Till looked energetic and strong at 185. He stuffed almost all of Gastelum’s takedowns, and when he was taken down he popped right back up. And his defense problems and common criticisms has clearly been addressed in the gym. Not only had Darren Till improved, he had evolved. He looked excellent at 185 pounds, and neutralized Gastelum’s entire game, earning a split decision win. It was a clear win for Till, only one judge had decided to be bad at his judge that night. The result itself was almost irrelevant. Darren Till had proved he could still hang with the best.

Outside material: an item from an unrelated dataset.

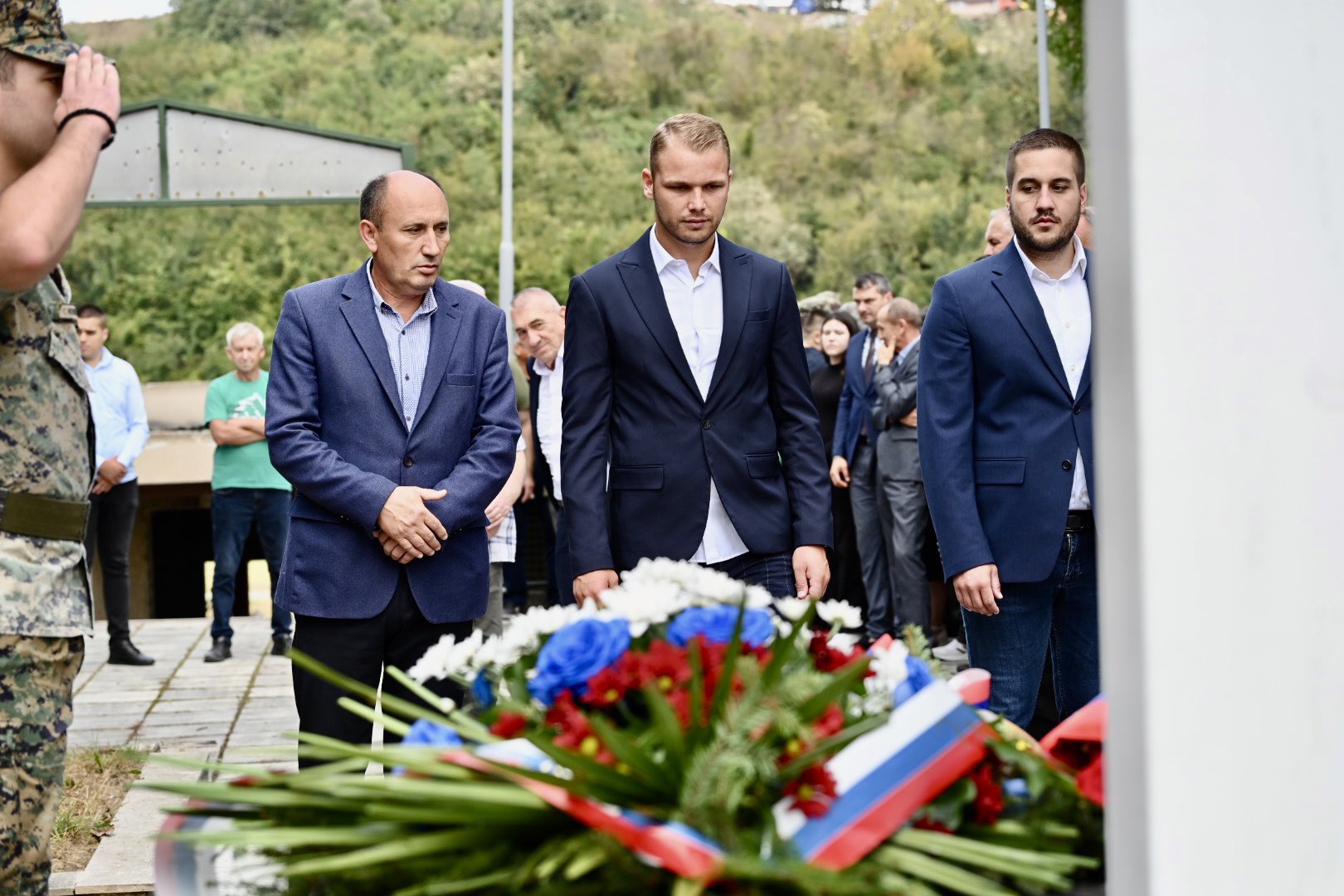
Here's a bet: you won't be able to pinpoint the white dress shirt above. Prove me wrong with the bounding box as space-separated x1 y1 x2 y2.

After the fight, “the Gorilla” released all that pressure. In his own words, he was “terrified to get in there”. Despite no fear of a scrap, the moment had shaken Till. He considered faking an injury to get out of the fight, not wanting to fail in front of the world once more. Pressure had gotten to Darren Till, and he was not afraid to admit it. When you consider the pressure, the opportunity – to succeed or fail – Darren Till knocked it out of the park.
Darren Till always claimed to be honest, but that was easy when he was telling everyone he was the best. Now he was human, with fears and failures in his head, and he owned it. Being honest with the media is one thing, but being honest with yourself is another. Thanks to that honesty, Till was able to improve and move, instead of stagnate.
Now ranked at number five in the ultra competitive UFC middleweight division, the future is not certain for Darren Till. Robert Whittaker has declared an interest in fighting him, surely opening a door to showdown to fellow striking savant Israel Adesanya. Till though, ever surprising, called out none other than Yoel Romero. “The Gorilla” denied any interest in fighting Romero at the post fight press conference, but seems to have changed his mind, with a tongue firmly placed in his cheek. Is that the fight? Who knows. But one thing is for certain, the Gorilla is not done, and I can’t wait to see what’s next.